If you download HMDB xml file, you could get csv file with disease related information with above code.

However, we need to make this csv file friendly for batch search.

hmdb <- read.csv('hmdbd.csv')
hmdb2 <- t(apply(hmdb,1,function(x) gsub( "^\\[|]$", "", as.character(x))))
hmdb2 <- as.data.frame(hmdb2)
colnames(hmdb2) <- colnames(hmdb)

disease <- hmdb2[,c("accession","dname")]

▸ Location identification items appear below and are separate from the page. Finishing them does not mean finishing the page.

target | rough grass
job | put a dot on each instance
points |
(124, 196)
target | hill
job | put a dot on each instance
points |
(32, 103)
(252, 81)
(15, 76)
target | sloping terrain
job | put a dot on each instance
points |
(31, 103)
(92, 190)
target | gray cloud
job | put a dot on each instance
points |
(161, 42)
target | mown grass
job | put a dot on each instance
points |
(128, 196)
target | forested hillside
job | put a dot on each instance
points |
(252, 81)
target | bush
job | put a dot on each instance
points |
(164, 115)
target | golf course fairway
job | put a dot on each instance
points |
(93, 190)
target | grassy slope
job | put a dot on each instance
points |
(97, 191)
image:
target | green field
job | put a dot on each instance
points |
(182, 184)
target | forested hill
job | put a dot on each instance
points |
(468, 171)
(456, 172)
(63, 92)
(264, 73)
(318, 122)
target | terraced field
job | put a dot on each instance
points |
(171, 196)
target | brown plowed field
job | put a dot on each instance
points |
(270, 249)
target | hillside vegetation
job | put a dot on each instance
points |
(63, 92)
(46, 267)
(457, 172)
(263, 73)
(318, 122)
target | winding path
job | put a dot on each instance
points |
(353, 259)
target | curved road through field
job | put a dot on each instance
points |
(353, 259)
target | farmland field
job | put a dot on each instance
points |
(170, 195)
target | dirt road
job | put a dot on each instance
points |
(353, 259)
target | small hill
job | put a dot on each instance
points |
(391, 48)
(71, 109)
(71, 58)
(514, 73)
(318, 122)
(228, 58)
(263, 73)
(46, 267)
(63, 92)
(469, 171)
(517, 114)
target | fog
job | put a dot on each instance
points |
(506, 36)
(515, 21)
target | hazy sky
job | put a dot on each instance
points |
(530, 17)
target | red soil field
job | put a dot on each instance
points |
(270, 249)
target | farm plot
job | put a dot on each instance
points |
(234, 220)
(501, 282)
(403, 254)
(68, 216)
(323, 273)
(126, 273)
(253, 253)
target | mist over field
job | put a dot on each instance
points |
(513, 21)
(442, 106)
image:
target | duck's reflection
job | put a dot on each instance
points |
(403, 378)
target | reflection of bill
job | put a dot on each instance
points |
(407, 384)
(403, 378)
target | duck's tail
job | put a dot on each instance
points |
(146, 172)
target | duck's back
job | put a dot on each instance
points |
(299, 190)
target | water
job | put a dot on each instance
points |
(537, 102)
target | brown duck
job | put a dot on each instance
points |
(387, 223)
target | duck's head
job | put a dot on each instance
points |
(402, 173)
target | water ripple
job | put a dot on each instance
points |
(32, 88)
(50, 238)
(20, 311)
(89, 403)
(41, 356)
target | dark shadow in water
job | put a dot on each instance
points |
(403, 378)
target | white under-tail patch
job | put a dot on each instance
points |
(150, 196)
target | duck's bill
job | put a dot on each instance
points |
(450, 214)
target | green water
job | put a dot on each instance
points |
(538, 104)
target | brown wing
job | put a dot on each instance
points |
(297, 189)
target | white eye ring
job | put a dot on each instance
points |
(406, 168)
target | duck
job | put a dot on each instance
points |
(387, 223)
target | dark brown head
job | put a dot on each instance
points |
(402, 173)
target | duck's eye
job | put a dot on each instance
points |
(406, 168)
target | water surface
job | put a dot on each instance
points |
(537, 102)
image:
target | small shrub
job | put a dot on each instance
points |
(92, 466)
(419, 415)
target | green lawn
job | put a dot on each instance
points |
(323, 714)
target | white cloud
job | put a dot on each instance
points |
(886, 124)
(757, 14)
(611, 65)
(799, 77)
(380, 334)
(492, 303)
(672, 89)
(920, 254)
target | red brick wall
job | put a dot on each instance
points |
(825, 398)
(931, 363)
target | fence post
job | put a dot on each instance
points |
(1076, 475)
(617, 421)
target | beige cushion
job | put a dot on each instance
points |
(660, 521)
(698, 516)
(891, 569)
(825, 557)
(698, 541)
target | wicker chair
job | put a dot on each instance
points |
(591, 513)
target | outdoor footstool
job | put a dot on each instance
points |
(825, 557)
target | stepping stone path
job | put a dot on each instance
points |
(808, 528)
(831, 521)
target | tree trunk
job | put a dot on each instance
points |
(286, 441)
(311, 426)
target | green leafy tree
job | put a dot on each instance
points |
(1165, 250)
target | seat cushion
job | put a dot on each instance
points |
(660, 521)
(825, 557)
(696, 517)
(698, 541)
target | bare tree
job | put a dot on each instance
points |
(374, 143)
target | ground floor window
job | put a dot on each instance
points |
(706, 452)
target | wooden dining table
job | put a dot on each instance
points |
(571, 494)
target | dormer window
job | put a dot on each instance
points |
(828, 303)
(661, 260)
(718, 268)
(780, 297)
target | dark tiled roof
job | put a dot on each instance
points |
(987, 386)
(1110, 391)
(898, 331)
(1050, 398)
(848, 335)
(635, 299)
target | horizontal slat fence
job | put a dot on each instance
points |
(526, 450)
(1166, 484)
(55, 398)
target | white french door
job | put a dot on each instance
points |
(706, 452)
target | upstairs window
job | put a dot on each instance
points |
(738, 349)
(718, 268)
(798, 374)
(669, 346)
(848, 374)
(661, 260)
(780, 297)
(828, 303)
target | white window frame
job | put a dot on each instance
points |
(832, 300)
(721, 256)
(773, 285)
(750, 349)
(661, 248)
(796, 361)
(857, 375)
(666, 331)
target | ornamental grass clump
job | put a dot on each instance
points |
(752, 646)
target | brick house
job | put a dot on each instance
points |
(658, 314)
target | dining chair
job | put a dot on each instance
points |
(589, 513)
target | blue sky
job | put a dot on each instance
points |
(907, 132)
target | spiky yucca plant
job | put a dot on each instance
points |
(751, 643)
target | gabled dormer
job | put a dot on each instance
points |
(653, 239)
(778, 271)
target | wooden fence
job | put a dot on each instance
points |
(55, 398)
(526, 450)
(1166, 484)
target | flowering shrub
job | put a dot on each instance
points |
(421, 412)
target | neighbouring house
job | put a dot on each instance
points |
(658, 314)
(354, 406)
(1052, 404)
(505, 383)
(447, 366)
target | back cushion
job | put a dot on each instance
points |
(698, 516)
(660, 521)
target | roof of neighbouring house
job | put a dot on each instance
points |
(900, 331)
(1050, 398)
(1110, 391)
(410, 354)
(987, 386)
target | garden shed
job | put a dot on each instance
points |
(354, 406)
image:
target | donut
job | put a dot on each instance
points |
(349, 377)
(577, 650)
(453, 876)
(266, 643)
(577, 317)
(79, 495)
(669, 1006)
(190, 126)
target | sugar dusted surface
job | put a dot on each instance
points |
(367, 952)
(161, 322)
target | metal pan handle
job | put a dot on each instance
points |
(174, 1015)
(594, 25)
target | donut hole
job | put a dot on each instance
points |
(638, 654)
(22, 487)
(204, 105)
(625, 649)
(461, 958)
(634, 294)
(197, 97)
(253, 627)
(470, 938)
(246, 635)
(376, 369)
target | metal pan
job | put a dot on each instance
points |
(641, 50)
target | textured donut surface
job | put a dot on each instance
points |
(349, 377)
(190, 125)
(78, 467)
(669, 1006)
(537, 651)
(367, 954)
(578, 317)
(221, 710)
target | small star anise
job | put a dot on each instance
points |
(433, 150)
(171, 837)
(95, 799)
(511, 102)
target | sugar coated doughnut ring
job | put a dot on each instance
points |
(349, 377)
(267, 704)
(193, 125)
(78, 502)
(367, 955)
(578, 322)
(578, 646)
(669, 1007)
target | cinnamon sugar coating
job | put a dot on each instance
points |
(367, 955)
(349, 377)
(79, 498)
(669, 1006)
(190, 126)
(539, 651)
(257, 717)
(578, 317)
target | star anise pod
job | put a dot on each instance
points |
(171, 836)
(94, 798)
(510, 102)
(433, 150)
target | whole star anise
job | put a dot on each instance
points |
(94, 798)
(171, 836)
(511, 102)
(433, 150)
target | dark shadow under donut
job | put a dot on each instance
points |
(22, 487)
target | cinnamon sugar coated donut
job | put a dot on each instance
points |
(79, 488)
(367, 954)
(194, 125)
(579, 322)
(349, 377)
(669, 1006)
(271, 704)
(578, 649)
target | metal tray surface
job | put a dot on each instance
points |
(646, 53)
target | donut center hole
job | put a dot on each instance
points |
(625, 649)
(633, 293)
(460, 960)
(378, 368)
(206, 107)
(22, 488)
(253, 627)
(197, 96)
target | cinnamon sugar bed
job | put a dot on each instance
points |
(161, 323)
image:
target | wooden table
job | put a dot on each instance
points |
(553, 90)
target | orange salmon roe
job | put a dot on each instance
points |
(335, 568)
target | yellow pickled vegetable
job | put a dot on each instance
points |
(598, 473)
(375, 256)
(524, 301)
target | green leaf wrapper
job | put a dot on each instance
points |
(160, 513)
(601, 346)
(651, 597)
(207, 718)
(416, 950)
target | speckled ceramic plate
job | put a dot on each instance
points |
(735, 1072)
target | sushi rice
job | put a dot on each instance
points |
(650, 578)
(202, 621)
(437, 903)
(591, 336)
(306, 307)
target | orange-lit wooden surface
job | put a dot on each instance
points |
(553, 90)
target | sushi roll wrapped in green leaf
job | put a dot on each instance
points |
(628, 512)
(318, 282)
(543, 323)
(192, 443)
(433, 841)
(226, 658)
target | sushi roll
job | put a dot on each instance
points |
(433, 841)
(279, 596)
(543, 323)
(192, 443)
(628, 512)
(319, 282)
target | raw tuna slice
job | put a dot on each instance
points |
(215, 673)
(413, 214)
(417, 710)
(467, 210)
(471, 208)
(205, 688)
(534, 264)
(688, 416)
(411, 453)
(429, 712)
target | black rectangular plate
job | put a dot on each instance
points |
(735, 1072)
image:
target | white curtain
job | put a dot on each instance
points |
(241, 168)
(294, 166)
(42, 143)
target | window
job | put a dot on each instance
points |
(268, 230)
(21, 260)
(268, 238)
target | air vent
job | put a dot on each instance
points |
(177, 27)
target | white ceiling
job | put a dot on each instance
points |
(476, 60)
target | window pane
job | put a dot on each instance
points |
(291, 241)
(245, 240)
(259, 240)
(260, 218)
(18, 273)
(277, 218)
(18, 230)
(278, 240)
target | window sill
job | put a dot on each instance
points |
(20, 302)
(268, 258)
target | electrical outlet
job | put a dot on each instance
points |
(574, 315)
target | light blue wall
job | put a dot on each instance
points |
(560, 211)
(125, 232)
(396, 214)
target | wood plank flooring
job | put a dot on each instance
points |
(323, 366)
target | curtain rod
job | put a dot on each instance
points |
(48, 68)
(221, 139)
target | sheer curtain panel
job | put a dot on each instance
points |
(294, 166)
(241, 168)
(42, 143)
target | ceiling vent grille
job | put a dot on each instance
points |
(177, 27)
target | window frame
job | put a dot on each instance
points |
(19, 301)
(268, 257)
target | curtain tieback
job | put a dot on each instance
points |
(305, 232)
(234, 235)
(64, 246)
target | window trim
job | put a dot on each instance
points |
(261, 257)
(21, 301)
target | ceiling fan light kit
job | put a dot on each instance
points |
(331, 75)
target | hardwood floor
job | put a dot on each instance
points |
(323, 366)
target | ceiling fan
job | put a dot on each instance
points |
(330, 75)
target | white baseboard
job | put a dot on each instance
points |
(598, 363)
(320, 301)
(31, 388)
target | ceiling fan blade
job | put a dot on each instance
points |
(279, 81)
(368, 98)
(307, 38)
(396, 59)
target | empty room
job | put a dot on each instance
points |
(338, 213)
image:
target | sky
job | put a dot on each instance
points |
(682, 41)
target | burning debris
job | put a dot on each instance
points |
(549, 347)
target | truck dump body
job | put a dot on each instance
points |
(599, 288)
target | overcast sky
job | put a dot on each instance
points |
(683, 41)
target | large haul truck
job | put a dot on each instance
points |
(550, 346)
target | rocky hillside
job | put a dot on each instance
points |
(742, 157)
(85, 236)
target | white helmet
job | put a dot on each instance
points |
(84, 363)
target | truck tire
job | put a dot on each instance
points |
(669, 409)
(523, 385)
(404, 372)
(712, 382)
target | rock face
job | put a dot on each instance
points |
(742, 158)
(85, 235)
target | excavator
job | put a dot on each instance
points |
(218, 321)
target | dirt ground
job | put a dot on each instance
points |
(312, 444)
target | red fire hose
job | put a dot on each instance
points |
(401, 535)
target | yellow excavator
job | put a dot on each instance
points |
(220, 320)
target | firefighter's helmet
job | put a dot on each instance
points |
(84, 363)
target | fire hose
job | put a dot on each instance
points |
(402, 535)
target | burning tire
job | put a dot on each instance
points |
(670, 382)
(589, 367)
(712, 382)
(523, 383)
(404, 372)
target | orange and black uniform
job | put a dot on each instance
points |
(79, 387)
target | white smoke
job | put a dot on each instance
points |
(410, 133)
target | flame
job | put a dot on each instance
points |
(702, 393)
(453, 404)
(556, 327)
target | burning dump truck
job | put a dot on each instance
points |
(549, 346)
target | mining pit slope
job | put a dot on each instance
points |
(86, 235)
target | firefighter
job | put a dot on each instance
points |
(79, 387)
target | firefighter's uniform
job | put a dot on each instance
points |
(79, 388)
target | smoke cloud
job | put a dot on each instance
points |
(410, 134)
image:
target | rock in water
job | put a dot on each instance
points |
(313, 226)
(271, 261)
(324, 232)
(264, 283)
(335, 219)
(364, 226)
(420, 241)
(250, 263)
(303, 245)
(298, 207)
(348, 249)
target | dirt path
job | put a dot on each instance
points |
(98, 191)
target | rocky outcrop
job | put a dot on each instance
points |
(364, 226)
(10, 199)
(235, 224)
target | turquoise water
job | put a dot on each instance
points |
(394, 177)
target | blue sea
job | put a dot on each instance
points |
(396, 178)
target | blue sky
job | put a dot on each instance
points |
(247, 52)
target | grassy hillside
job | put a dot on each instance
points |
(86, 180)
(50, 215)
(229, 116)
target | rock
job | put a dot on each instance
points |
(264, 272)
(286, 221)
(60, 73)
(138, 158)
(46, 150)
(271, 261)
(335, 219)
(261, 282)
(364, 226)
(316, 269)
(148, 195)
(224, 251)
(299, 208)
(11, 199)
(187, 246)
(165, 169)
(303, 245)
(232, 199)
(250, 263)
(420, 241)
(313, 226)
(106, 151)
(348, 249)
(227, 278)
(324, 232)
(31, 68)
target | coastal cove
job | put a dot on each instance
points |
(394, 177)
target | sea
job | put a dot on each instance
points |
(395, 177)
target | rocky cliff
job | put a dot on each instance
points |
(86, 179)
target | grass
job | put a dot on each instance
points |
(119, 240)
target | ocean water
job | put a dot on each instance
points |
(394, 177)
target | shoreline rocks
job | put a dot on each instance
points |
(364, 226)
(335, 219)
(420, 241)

g <- strsplit(as.character(hmdb2$dname), ",")
dname <- data.frame(accession = rep(hmdb2$accession, lapply(g, length)), dname = unlist(g))
dname$dname <- gsub( '^ ', "", as.character(dname$dname))
dname$dname <- gsub( "^'|'$", "", as.character(dname$dname))
dname$dname <- gsub( '^"|"$', "", as.character(dname$dname))

write.csv(dname,'hmdbdname.csv')

This part need to download HMDB database and extract the disease information. I know it’s too much for user and I already did this for you.

# download HMDB disease database
db <- read.csv('https://raw.githubusercontent.com/yufree/expodb/master/hmdb/hmdbdname.csv')
alld <- db[db$accession%in%HID,]

Step 3: Search HMDB ID for disease information

alld
##         X   accession                            dname
## 6908 6908 HMDB0011749                   Ovarian cancer
## 6909 6909 HMDB0011749                  Crohn's disease
## 6910 6910 HMDB0011749               Ulcerative colitis
## 6911 6911 HMDB0011749                Colorectal cancer
## 7625 7625 HMDB0031857 Nonalcoholic fatty liver disease

Then we could find two compounds might relate to five disease.

This is a very simple example from m/z to disease and you could hack the code to find new world.